Wrapped examples of read_rp_xlsx() and read_rpadj_xlsx() into donttest to prevent note "Examples with CPU time > 2.5 times elapsed time: ...". By now I'm pretty sure the culprit is the xlsx package, which uses a java process for reading the file. Maybe we should switch to openxlsx or readxl in the future.

Improved examples of preprocess_data() to prevent note "Examples with CPU time > 2.5 times elapsed time: preprocess_data (CPU=2.772, elapsed=0.788)".

FastRet 2024-06-17

Added RAM caching to getCDs()

FastRet 2024-06-13

Added examples to start_gui(), fastret_app(), getCDsFor1Molecule(), analyzeCDNames(), check_lm_suitabilitym(), plot_lm_suitability(), extendedTask(), selective_measuring(), train_frm(), adjust_frm(), get_predictors()
Improved lots of existing examples
Added additional logging messages at various places
Submitted to CRAN, but rejected because the following examples caused at least one of the following notes on the CRAN testing machines: (1) "CPU time > 5s", (2) "CPU time > 2.5 times elapsed time". In this context, "CPU time" is calculated as the sum of the measured "user" and "system" times.

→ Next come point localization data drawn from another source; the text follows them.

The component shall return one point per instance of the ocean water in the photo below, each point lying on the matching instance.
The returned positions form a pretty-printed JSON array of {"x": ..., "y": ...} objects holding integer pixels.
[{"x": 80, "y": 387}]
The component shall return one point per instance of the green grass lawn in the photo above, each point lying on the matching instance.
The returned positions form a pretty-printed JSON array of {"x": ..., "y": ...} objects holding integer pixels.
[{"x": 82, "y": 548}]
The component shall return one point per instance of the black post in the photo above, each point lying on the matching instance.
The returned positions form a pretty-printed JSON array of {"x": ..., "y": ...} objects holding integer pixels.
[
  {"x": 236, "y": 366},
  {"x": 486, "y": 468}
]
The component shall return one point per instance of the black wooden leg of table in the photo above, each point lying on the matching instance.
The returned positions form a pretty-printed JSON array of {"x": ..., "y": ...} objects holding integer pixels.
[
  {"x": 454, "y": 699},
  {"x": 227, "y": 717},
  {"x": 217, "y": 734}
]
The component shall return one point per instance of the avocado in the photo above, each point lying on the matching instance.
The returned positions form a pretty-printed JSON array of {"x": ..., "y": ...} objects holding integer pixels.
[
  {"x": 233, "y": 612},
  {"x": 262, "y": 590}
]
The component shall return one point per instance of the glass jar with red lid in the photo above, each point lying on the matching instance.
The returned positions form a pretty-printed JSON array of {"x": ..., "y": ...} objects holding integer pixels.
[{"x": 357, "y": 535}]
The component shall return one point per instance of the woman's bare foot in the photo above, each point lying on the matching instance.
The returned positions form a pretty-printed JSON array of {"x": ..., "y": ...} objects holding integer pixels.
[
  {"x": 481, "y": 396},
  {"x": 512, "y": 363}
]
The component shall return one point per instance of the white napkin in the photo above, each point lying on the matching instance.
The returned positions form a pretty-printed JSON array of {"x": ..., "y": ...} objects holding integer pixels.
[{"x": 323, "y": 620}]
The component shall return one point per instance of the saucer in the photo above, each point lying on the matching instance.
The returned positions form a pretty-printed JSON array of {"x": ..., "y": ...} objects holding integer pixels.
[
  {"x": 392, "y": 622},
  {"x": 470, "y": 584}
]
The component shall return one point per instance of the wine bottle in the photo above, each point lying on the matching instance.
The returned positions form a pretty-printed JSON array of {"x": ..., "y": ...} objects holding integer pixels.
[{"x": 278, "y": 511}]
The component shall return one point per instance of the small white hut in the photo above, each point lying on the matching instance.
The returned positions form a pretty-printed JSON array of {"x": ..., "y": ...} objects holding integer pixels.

| function | user | system | elapsed | ratio | | -------------------- | ------| ------ | ------- | ----- | | check_lm_suitability | 5.667 | 0.248 | 2.211 | 2.675 | | predict.frm | 2.477 | 0.112 | 0.763 | 3.393 | | getCDs | 2.745 | 0.089 | 0.961 | 2.949 |

FastRet 2024-06-11

Improved github actions

FastRet 2024-06-07

Improved github actions

Completely refactored source code, e.g.:

Added a test suite covering all important functions
The UI now uses Extended Tasks for background processing, allowing GUI usage by multiple users at the same time
The clustering now uses Partitioning Around Medoids (PAM) instead of k-means, which is faster and much better suited for our use case
The training of the Lasso and/or XGBoost models is no longer done using caret but using glmnet and xgboost directly. The new implementation is much faster and allows for full control over the number of workers started.
Function getCDs now caches the results on Disk, making the retrieval of chemical descriptors much faster
The GUI now has a console element, showing the progress of the background tasks like clustering and model training
The GUI has a cleaner interface, because lots of the options are now hidden in the "Advanced" tab by default and are only displayed upon user request

FastRet 2023-11-30

Fixed R CMD check findings
Fixed Github Actions
Fixed Dockerfile

Added contact, privacy policy
Fixed Dockerfile

FastRet 2023-11-29

Improved Github Actions and Formatting of source code

Reduce required R version in DESCRIPTION from 4.2 to 4.1
Added Dockerfile
Fixed R CMD check warnings
Fixed R CMD check action

FastRet 2023-11-27

Added documentation website at: https://spang-lab.github.io/FastRet/

Initial version.

Copy of commit cd243aa82a56df405df8060b84535633cf06b692 of Christian Amesöders Repository. (Christian wrote this initial version of FastRet as part of his master thesis at the Institute of functional Genomics, University of Regensburg).